Forza Horizon 5 Is Gaming’s Gateway Drug to Dystopia
Millions of players agree that Microsoft’s Forza Horizon 5 is a beautiful, fun, and endlessly seductive video game. It’s also an eerie transitional technology that hints at the dystopian metaverse to come.

Still from Forza Horizon 5. (Xbox Game Studios)
It’s a tranquil morning on the coast of a superrealistic version of Mexico’s Riviera Maya in Forza Horizon 5 — or it would be if not for my lipstick red Lamborghini blazing an illicit path through the beach.
The whine of the car’s high-octane engine drowns out the sound of ocean waves lapping against the shore, and its tires kick white sand everywhere. Not that anyone seems to mind. The beachside cafes and resort hotels are all curiously empty except for a man in a tank top perched on a lifeguard tower. He doesn’t even flinch as the vehicle careens toward him like a bullet at a hundred miles per hour.

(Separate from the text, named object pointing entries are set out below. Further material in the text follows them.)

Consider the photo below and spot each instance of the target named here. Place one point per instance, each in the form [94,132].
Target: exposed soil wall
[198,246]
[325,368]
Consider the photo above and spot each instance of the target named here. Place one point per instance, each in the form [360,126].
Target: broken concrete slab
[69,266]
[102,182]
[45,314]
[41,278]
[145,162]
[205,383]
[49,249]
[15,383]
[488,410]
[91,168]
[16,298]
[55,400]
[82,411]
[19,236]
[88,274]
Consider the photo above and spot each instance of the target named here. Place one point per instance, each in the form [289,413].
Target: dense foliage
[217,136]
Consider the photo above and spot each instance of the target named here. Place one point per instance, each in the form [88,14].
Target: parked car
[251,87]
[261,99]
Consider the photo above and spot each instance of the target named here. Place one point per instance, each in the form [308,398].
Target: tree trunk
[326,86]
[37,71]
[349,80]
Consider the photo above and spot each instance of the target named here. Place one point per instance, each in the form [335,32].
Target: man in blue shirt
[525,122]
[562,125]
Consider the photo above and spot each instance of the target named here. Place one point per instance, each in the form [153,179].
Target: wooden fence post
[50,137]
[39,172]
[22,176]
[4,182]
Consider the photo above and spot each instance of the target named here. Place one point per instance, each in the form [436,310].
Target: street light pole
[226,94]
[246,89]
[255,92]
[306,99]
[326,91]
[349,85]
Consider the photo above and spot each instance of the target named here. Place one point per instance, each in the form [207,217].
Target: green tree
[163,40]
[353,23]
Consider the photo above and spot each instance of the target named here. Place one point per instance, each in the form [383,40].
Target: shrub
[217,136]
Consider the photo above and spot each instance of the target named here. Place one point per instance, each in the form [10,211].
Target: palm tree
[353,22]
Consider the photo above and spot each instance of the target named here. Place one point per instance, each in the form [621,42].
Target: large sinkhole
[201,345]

The feeling is mutual. I’m laser-focused on the thousands of points the game announces that I’ve just been awarded for skidding my golden Lambo back-and-forth along the beach — it’s a “Supreme Drift,” I’m told. Then I immediately speed into a lounge chair and gain a thousand destruction points, which can be used to earn prizes. Who knows, maybe I’ll finally win that expensive new Aston Martin supercar so I can outpace my online friends. It’s impossible to feel bored. I’ve clocked four straight hours but it’s felt like minutes.